From a business management perspective, an operator’s drilling program may be planned for implementation over a period of years, as part of an operator’s financial investment in that reserve, anticipated production levels, and the price of oil in the market. When the price of oil is greater, operators are more likely to accelerate their drilling program. When the price of oil is depressed for a long period of time, operators may delay drilling, since the anticipated production volumes may not offset the costs of drilling. Per CalGEM regulations, if a well is not drilled and brought online within 24 months of permit approval, the permit is cancelled.
Consumer Watchdog ignores the fact that the number of well abandonments is outpacing the permits for new wells, leading to a net reduction in the number of wells.
Consumer Watchdog would like to paint a picture of rampant “permit approving” leading to an oversupply of oil wells in the state. However, their press release ignores that the number of oil wells plugged and abandoned during this same timeframe has far exceeded the number of new well permits. Even assuming all the new well permits actually lead to drilling new wells, there is still a substantial net decrease in the number of oil wells in the state because of an explicit state policy to reduce the number of idle wells. Over the last five years, more wells are plugged and abandoned each year than are installed.

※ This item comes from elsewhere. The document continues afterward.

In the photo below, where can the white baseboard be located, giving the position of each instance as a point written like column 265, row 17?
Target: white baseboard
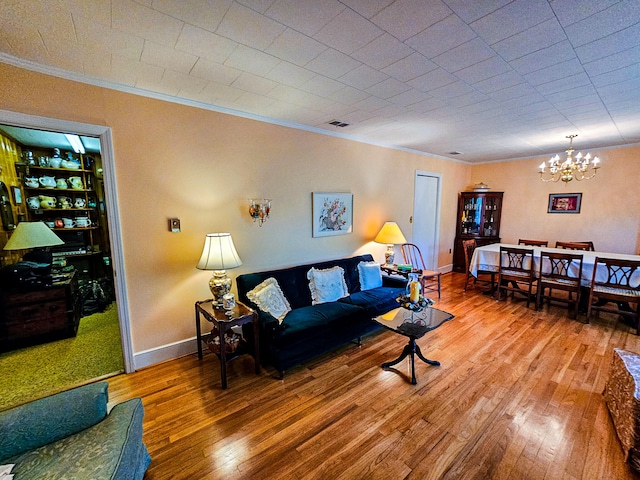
column 164, row 353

Furthermore, the number of permits issued for plugging and abandoning wells in 2018 was 143% higher than the number approved in 2017 and has continued to increase in 2019 and 2020. Figure 1 below provides a comparison of the breakdown of permits approved by DOGGR/CalGEM 2016 to date (note that 2020 data is January 1 through August 28). The number of permits for plugging and abandoning wells in 2020 is on track to reach nearly 4,000 wells, assuming the pace of permitting continues at the same rate for the last four months of the year as it has the first eight.
Well Permits Approved by CalGEM by Type and Year (2016-2020)
This increase in plugging and abandonment is a result of the new Idle Well Regulations promulgated by the Department of Conservation in April 2019 in direct response to Governor Newsom’s concerns regarding potential state liability for orphan wells.
False Claim #2: Operators Are Using Permit Applications to Attract Investors During a Financial Crisis
Drilling programs are long-term financial investments that rely on assumptions of market environment, and estimated timeframes for other necessary regulatory approvals, such as Well Stimulation (WST) permits, environmental review (e.g., CEQA), and injection (UIC) permits. When the market changes or regulatory approvals are delayed, operators have to adjust plans and may drill fewer new production wells than were permitted or rescind applications altogether.
The assumption that an operator would file for an WST permit just to attract investors – and ignore the economic realities driving the cost of oil and regulation – is simply absurd.